He stood and watched while she obeyed his demands, flinging herself into that same fugue state she'd achieved when pursuing Toy. It took her longer to find the pilgrim, however, so long that the European began to suspect she'd canceled all link with her body, and left it to his devices rather than reenter it. But she finally returned. She had found him at a hotel no less than half an hour's drive from Caliban Street. Mamoulian was not surprised. It was not in the nature of foxes to travel far from their natural habitat; Whitehead had simply gone to ground.
Wrung out by the journey and the fear that had propelled her, Carys was half-carried down the stairs by Chad and Tom and out to the waiting car. The European made one farewell circuit of the house, to see that any sign of his presence there had been removed. The girl in the cellar, and Breer's detritus, could not be cleared at such short notice, but that was a nicety. Let those who came after construe what they liked from the atrocity photographs on the wall and the bottles of perfume so lovingly arranged. All that mattered was that evidence of his, the European's, existence here-or indeed anywhere-be thoroughly effaced. Soon he would be rumor again; gossip among the haunted people.
"Time to go," he said as he locked the door. "The Deluge is almost upon us."
Now, as they drove, Carys was beginning to find some strength. Balmy air through the front window caressed her face. She opened her eyes fractionally, and cast them in the direction of the European. He was not looking her way; he was staring out of the window, that aristocratic profile of his made blander than ever by fatigue.
She wondered how her father would fare in the approaching endgame. He was old, but Mamoulian was vastly older; was age, in this confrontation, an advantage or a disadvantage? Suppose-the thought occurred to her for the first time-they were equally matched? Suppose the game they were playing ended without defeat or victory on either side? Just a twentieth-century conclusion-all ambiguities. She didn't want that: she wanted finality.
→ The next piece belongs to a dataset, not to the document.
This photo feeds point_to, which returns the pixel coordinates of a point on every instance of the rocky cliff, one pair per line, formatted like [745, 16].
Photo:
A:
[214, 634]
Whichever way it went she knew there was small chance of her survival in the coming Deluge. Only Marty could tip the balance in her favor, and where was he now? If he returned to Kilburn and found it deserted, mightn't he assume she'd left him of her own accord? She couldn't predict the way he'd jump; that he was capable of the blackmail with the heroin had come as a shock. One desperate maneuver remained a possibility: to think her way to him and tell him where she was, and why. There were risks in such a gambit. Catching stray thoughts from him was one thing-it was no more than a parlor trick-but attempting to push her way into his head and communicate with him consciously, mind to mind, would require more mental muscle. Even assuming she had the strength to do it, what would the consequences of such an intrusion be for Marty? She pondered the dilemma in a daze of anxiety, knowing the minutes were ticking by, and soon it would be too late for any escape attempt, however desperate.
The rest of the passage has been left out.